3. 索引分片重新分配后，集群状态恢复可用。
磁盘使用率过高
1. 返回结果如下，其中“allocate_explanation”表示该索引的分片无法分配给任何数据节点，“explanation”表示节点磁盘使用率已超过磁盘空间允许的最大值。
  图11 explain查询结果
  - 磁盘使用率超过85%：会导致新的分片无法分配。
  - 磁盘使用率超过90%：集群会尝试将对应节点中的分片迁移到其他磁盘使用率比较低的数据节点中。无法迁移时系统会对集群每个索引强制设置“read_only_allow_delete”属性，此时索引将无法写入数据，只能读取和删除对应索引。
  - 磁盘使用率过高时可能会发生节点脱离，后续节点自动恢复后也可能会因为集群压力过大，监控调ES接口查询集群状态时无响应，无法及时更新集群状态导致集群状态为不可用。
2. 增加集群可用磁盘容量。
  - 在Kibana的“Dev Tools”页面，执行命令DELETE index_name清理集群的无效数据释放磁盘空间。

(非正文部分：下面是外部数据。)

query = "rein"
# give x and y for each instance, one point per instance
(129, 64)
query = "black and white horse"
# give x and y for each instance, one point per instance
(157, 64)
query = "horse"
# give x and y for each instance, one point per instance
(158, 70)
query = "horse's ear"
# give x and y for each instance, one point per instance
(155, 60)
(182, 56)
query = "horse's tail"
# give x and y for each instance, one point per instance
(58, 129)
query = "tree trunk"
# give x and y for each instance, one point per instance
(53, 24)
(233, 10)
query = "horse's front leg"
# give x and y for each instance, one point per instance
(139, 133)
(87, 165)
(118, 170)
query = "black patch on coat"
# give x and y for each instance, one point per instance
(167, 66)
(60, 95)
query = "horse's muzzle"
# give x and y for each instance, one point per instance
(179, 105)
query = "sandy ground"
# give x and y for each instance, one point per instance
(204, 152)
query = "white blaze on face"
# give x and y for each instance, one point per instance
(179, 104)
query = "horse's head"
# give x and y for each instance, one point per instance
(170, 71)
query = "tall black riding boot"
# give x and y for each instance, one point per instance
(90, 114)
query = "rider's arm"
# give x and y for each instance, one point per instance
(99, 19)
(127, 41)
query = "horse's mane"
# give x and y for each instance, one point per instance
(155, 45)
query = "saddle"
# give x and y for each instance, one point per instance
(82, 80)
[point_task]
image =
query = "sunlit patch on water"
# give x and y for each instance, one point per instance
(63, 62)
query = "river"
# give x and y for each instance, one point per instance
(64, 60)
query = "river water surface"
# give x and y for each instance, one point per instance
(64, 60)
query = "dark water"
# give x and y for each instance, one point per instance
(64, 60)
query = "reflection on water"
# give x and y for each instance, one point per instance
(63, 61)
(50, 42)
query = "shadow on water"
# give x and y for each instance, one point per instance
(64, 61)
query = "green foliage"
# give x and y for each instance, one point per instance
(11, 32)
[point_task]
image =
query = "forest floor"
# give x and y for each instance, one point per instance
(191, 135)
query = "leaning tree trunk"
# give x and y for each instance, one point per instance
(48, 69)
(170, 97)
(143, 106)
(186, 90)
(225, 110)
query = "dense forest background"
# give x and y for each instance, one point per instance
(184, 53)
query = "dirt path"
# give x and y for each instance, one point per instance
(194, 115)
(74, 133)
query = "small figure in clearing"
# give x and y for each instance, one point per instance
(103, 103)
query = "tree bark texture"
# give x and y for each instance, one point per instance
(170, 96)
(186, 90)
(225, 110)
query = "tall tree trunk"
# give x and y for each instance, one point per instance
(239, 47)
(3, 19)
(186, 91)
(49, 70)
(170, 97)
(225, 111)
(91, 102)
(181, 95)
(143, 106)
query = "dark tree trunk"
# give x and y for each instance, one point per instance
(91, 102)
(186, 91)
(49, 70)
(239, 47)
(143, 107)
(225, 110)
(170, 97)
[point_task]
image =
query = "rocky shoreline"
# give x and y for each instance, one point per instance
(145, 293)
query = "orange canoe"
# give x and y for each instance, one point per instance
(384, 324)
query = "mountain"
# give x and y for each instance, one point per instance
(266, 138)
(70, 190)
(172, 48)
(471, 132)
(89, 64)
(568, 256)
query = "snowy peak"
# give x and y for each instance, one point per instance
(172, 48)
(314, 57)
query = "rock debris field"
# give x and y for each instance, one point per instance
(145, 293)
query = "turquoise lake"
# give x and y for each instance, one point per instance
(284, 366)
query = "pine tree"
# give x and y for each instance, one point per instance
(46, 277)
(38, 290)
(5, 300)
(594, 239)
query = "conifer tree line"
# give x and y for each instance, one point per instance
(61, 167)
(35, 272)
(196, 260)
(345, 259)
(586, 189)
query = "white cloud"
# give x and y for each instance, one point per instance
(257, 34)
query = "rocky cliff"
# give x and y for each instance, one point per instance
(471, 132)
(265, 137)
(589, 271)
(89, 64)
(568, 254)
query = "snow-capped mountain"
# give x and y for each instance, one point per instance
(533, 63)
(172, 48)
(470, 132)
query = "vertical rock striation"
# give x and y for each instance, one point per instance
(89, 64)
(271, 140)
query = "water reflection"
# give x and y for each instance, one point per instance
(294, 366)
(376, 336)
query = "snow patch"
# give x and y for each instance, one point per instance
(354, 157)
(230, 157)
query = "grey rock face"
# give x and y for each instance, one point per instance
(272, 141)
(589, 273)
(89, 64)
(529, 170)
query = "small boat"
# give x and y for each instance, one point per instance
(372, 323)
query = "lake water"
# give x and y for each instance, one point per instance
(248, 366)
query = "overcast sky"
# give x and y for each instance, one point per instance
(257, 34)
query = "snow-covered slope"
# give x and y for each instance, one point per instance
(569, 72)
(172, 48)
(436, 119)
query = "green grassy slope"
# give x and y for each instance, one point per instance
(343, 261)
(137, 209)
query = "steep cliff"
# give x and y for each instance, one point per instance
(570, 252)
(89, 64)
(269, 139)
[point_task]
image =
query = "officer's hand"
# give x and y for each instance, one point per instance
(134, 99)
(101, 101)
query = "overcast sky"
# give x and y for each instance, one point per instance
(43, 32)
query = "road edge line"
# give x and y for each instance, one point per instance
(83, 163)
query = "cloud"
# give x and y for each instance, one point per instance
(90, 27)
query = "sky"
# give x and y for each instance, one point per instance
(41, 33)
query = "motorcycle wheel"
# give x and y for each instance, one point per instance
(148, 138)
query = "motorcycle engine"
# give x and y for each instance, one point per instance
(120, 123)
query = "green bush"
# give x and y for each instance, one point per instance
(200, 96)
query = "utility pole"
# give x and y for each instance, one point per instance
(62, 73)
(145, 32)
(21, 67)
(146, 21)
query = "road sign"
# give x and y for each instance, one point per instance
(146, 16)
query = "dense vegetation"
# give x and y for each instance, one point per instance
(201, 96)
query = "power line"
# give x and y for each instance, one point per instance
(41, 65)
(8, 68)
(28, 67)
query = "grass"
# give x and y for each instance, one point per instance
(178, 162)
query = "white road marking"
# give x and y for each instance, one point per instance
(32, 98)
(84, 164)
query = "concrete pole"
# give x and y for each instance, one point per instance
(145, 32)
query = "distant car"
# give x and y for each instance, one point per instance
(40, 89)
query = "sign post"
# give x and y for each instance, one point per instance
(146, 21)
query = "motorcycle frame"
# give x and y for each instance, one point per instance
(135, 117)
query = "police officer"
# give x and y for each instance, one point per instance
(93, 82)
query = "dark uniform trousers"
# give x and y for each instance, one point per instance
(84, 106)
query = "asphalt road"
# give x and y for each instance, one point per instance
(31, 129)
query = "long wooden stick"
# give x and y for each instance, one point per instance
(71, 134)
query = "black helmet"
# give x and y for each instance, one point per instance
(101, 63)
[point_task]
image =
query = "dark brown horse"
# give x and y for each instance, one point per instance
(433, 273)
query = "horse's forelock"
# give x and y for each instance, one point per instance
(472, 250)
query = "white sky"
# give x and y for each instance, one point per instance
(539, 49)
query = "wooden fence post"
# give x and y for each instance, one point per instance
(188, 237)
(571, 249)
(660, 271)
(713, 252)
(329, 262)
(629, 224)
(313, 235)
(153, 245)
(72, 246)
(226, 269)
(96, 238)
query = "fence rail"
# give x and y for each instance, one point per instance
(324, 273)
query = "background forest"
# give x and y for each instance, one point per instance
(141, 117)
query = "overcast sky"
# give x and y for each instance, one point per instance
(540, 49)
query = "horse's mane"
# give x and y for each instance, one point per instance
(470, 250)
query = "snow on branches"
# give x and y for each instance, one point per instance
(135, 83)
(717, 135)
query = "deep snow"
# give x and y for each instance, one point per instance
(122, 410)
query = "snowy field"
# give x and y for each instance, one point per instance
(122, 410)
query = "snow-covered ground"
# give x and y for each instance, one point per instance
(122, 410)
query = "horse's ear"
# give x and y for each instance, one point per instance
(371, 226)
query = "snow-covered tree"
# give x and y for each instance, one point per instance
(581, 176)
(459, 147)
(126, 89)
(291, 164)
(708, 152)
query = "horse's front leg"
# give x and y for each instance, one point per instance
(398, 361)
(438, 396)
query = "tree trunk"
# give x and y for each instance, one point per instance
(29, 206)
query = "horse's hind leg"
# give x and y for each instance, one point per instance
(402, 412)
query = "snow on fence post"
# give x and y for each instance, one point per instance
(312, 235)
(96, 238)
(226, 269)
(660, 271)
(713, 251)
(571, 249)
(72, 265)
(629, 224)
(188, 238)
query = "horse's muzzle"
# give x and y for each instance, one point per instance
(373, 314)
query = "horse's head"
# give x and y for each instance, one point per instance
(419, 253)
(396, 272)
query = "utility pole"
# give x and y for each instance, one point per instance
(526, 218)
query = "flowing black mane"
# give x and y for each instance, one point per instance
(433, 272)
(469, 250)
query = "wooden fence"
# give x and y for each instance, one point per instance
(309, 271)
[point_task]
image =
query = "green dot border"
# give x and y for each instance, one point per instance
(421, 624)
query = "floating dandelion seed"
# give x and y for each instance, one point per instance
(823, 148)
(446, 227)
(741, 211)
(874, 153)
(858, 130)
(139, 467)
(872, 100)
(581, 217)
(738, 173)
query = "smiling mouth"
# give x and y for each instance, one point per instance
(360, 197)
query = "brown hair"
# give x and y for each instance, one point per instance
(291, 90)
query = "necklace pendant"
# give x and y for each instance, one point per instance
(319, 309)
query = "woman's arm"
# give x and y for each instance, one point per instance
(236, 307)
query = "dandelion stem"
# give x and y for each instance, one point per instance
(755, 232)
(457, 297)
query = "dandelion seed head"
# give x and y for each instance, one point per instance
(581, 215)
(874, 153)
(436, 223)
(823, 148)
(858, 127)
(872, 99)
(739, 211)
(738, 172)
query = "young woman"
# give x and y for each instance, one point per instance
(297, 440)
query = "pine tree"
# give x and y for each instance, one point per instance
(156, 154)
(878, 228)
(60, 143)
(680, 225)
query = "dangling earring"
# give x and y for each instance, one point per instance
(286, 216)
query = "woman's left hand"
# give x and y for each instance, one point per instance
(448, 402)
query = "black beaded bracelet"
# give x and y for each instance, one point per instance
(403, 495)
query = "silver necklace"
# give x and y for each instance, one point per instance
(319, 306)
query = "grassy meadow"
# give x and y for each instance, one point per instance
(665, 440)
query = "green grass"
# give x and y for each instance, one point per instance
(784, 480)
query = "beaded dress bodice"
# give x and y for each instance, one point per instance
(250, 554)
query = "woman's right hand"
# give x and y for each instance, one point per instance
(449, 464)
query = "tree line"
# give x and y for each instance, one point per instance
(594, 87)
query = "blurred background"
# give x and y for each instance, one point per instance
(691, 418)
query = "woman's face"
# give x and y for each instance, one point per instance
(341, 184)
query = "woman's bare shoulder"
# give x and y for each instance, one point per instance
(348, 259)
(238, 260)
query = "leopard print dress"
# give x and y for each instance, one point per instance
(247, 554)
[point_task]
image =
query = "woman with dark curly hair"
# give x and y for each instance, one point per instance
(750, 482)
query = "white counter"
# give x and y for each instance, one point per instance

  - 临时降低索引副本数，待扩容磁盘容量或扩容节点完成后改回索引副本数。
    1. 在Kibana的“Dev Tools”页面，执行命令临时降低索引副本数。
```
PUT index_name/_settings
{
  "number_of_replicas": 1
}
```
      如果返回结果如下：
      图12 索引read-only-allow-delete状态
      
      则是因为磁盘使用率已超过磁盘空间允许的最大值，集群所有索引被强制设置“read_only_allow_delete”属性，先执行命令将该属性值置为“null”，再执行2.a的命令降低索引副本数。
```
PUT /_settings
{
  "index.blocks.read_only_allow_delete": null
}
```
    2. 参考扩容对集群进行节点数量或节点存储容量进行扩容。
    3. 待扩容完成后再执行2.a改回索引副本数，待索引分片完全分配后，集群状态变为可用。